Barbour argued that amnesty would be good for the country and the only reason why Republicans are not supporting it is because it is politically dangerous for them to do so.
“What the Republicans need to do is not worry about the politics,” he said. “They need to do what’s good policy for the country.”
Barbour appeared side-by-side with Castro at the Civil Rights Summit in Austin. Castro said that when the GOP primaries in the House are over, it may get easier for Republicans under the leadership of Speaker John Boehner and Majority Leader Eric Cantor to grant amnesty to illegal aliens. “That may make it easier,” Castro said of the passing of the primaries.
Barbour’s decision to appear in public with a Democrat pushing for amnesty comes as one of his top allies in Congress, incumbent Sen. Thad Cochran (R-MS), is struggling against surging primary challenger conservative state Sen. Chris McDaniel. Barbour himself, and most of his family members and other allies, are working overtime in Mississippi to try to the six-term Cochran, who is seeking a seventh term.
Despite claims from Cochran’s re-election campaign that he has always voted against amnesty, a fact check from Breitbart News found Cochran has made several votes that favored amnesty for illegal aliens.
McDaniel is strongly against amnesty, having said numerous times in interviews including with Breitbart News that he opposes amnesty.

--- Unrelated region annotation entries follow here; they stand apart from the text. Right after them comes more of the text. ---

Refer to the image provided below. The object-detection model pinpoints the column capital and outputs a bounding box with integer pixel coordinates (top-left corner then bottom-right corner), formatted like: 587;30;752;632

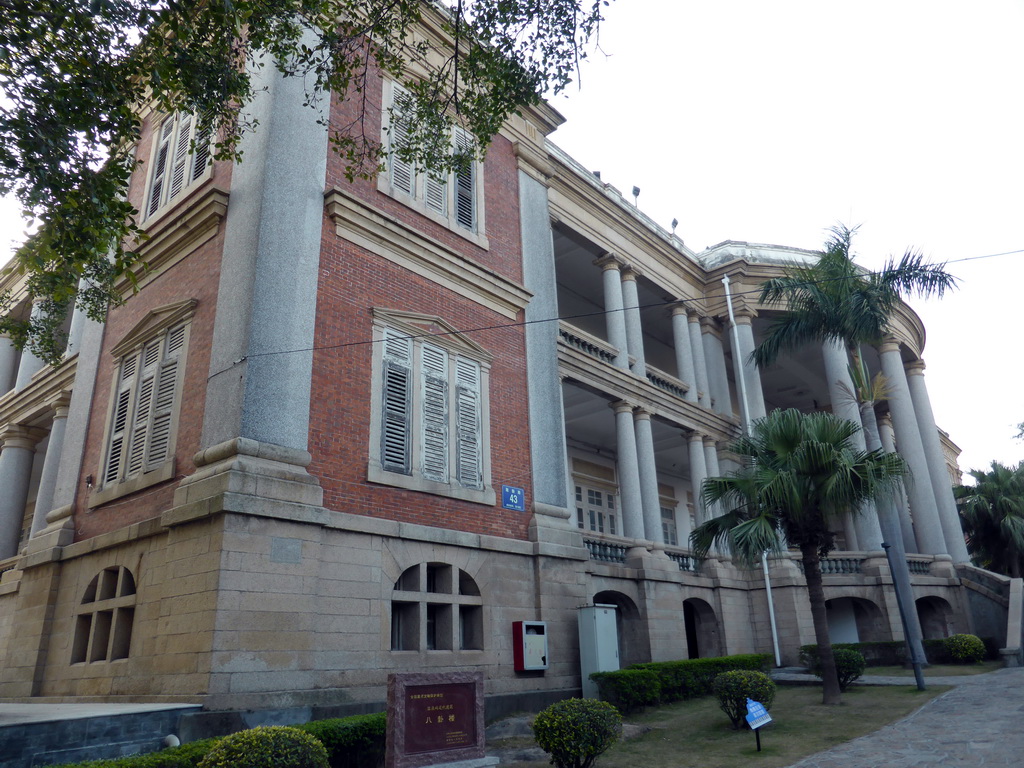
594;251;626;269
684;429;708;442
620;263;640;283
903;358;927;376
732;301;758;326
700;314;722;338
633;406;652;421
879;336;899;354
47;391;71;419
669;299;695;316
0;424;47;451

A spokesman for Cochran has not responded when asked whether the senator agrees with Barbour’s comments in Texas in favor of amnesty.

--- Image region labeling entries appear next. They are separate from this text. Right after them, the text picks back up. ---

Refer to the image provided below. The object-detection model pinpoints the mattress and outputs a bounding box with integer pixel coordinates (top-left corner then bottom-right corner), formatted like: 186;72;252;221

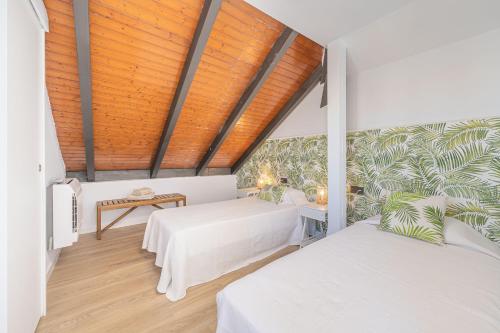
217;223;500;333
142;198;301;301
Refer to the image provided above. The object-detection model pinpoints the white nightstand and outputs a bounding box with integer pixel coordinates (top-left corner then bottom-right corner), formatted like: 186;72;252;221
300;203;328;247
237;187;260;199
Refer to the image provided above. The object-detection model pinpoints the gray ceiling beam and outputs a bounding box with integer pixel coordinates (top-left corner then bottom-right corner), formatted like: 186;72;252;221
196;27;297;175
150;0;221;178
73;0;95;182
231;65;323;174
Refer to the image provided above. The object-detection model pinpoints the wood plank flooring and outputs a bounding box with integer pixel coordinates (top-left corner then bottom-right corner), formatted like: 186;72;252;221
37;224;297;333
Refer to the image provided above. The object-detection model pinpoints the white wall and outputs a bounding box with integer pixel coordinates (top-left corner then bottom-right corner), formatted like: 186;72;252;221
326;41;347;234
270;84;326;139
7;0;45;333
0;0;8;333
45;92;66;275
80;175;236;232
347;29;500;131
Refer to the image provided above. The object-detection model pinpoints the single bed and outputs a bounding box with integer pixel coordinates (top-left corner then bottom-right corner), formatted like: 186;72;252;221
217;219;500;333
142;197;305;301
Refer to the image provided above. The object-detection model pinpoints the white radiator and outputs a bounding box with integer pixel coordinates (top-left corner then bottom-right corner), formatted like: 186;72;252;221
52;178;83;249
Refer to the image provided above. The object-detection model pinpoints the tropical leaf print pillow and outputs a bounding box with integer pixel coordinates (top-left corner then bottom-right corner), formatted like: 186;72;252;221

Barbour’s comments also come as another former GOP governor, Jeb Bush of Florida, politically tumbled this past weekend when he said illegal aliens crossing the border were partaking in an “act of love.” Barbour and Bush appeared together in June 2013, as the Senate was debating the “Gang of Eight” immigration bill, to cheer for its passage and for action on the bill in the House.
“I think it’s a good start, the fact that it’s bipartisan and they’ve worked hard on it,” Barbour said of the Gang of Eight bill during that appearance with Bush at an event hosted by the Bipartisan Policy Center. “I don’t think it will ultimately pass. I think the Senate is likely to amend it some. I think the–I would hope the House would pass a bill that certainly won’t be exactly the same. It may be quite different in some ways from the Senate bill.

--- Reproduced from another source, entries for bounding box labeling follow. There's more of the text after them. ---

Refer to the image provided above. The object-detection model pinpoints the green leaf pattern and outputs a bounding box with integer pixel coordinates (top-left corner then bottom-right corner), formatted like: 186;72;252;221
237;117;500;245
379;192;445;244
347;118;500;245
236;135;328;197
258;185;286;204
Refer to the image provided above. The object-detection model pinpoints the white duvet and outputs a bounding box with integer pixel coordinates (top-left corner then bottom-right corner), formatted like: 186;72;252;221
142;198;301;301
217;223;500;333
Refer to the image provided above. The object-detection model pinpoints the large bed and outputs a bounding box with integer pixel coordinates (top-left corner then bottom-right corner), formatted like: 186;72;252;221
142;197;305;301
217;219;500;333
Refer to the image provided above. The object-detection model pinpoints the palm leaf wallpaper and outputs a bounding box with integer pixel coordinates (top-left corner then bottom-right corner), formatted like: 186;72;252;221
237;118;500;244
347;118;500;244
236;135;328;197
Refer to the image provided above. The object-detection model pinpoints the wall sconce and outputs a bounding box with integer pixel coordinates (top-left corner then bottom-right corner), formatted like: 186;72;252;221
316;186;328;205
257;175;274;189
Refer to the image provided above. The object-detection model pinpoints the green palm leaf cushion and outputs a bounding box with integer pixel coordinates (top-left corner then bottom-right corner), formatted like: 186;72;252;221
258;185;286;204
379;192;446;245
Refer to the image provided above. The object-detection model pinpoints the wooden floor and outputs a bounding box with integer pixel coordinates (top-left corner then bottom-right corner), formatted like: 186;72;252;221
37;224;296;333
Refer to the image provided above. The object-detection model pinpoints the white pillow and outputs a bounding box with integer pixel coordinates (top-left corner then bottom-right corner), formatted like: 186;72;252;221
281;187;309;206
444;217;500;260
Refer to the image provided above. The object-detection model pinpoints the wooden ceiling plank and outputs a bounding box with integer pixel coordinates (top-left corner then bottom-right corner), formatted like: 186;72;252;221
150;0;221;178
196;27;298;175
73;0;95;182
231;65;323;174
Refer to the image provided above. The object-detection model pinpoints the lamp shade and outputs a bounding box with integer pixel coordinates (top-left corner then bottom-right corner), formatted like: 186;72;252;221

“Whether they pass several small bill and engross them through conference, or whether they decide to pass one big bill, which I think is unlikely in the House, then I think we’ll go to conference with two bills that will have some substantial differences that’ll have to be worked out. That’s the way the process works. I am hopeful that in this Congress we will get a bill, that we will get an immigration reform law that we can put into effect immediately after passage.”